Text on paper, variable dimensions,
Collection of the artist.
Next to 'Plate 1' is a printed square outline or box containing the same text, beginning 'James Davies'. So on the page we see two columns, one a list of three 'Plates' and the other column a display of three boxes containing the same texts, enlarged and reset. Over the page this layout and content is repeated in a similar display. The layout is similar but the content is not identical. The numbers change and 'Plate 6' is a 'Study for Text 4'. There is an emptying of the expectations we have for art and for poetry to signify. I'm used to that being managed in various ways but this is a particularly pure and conceptual form of written abstraction. It has a playful recursive emptiness that is appealing and witty. There is a very sure and confident touch in the switch from the genre of the descriptive label to that same material reset and exhibited or objectified as content in each typographical box. I mean it's confident to leave it at that and repeat the process six times without adding anything else, no quotes from Wittgenstein or other see-heres, just the thing itself. Beautiful.
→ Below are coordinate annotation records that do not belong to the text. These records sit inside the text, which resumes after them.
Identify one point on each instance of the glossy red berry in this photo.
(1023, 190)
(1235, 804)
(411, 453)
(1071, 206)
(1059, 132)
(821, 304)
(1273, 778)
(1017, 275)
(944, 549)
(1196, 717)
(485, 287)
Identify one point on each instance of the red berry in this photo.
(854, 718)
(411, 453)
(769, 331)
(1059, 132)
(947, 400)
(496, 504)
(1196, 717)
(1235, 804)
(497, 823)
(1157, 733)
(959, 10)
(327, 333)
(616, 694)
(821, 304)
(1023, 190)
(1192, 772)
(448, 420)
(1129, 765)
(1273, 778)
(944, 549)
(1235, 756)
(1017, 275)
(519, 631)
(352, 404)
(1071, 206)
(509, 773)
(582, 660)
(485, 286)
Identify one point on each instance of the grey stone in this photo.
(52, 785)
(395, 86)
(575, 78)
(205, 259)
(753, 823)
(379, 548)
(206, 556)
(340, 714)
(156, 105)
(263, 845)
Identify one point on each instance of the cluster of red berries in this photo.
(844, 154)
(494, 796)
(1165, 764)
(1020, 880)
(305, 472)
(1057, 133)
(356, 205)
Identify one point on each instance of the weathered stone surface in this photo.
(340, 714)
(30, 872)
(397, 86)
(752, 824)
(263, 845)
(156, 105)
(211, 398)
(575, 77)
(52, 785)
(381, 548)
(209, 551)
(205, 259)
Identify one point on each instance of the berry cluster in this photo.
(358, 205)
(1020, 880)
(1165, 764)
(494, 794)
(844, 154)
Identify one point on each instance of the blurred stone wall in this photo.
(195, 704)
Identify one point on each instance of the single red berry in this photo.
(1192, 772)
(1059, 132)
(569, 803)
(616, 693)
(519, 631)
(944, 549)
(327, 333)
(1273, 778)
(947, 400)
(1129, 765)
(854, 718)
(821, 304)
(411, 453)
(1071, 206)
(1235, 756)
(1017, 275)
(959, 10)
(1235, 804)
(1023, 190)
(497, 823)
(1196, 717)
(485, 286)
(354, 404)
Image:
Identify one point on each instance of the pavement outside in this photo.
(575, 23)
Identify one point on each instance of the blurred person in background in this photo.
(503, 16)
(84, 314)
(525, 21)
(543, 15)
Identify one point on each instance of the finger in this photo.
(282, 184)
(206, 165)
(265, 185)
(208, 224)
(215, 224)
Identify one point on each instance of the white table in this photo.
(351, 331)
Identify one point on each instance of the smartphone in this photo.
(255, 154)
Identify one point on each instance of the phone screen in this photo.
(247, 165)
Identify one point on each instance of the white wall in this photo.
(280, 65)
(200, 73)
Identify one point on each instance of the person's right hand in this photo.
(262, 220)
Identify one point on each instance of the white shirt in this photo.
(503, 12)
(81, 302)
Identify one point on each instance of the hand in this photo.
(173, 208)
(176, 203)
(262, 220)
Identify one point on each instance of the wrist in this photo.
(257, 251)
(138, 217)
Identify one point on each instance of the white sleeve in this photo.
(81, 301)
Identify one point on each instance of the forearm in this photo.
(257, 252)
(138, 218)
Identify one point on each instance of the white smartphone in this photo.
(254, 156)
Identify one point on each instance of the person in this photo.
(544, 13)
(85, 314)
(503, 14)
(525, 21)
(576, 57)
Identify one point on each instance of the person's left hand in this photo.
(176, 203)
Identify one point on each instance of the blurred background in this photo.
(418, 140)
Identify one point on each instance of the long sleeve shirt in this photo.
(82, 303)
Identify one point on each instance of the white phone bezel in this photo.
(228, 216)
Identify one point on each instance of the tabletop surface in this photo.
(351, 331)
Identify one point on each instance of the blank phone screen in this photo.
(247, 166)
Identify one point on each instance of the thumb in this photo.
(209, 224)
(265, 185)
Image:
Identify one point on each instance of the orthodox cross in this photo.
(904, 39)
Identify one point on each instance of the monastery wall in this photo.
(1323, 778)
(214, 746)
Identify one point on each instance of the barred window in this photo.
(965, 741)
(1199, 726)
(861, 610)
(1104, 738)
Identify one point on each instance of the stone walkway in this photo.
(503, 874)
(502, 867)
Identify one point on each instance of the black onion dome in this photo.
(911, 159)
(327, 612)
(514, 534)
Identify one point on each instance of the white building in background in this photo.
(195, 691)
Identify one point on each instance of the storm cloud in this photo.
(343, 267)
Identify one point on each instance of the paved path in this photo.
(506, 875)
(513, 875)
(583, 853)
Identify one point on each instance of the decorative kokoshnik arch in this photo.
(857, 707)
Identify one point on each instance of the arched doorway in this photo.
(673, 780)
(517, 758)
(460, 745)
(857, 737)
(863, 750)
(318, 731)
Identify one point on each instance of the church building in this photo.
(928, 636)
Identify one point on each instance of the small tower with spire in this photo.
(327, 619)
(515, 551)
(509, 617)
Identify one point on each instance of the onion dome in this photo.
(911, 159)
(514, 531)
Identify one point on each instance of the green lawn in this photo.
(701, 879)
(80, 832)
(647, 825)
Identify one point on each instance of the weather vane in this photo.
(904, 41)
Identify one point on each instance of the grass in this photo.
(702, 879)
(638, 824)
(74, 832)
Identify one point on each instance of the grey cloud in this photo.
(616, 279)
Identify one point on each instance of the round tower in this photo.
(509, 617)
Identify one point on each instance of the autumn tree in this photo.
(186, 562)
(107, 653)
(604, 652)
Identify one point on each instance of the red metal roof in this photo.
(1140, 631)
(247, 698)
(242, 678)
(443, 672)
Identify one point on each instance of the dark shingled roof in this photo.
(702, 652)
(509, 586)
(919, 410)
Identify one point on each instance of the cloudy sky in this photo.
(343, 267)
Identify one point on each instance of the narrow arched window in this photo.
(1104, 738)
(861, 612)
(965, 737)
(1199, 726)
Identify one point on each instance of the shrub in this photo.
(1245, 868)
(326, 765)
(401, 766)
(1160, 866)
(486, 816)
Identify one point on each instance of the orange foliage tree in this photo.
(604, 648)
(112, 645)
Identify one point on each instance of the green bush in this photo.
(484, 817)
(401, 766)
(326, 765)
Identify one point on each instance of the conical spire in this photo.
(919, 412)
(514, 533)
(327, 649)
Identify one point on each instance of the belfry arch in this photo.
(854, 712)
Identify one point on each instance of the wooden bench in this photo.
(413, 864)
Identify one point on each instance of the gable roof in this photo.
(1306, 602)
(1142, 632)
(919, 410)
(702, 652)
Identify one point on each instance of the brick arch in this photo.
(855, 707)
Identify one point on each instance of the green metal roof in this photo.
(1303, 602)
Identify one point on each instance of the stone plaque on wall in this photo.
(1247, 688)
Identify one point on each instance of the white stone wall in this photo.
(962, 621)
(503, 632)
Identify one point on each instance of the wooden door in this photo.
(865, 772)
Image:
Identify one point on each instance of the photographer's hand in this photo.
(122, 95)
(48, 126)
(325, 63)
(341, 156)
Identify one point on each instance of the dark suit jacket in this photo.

The opening of the book is a sequence of 'Unmades', this is the first one:
Written, typed, altered, deleted
You'd think that this was a dead end but Davies manages 31 witty variations, his 'Unmades', title after Duchamp, remind me of Tom Raworth's sequence 'Stag Skull Mounted' in Moving 1971, especially the last poem in that sequence '7.40 PM. June 29th. 1970'. So much has been removed from the normal equipment of the poem that it comprises only (only) a highly literary intelligence at play. Because of this cut-down quality the titles become bizarre, ludicrous, fantastical, banal all at once. I love it.
James Davies, Plants, Reality Street, 80 pp, £8.50, 12 dollars US, 9 Euros.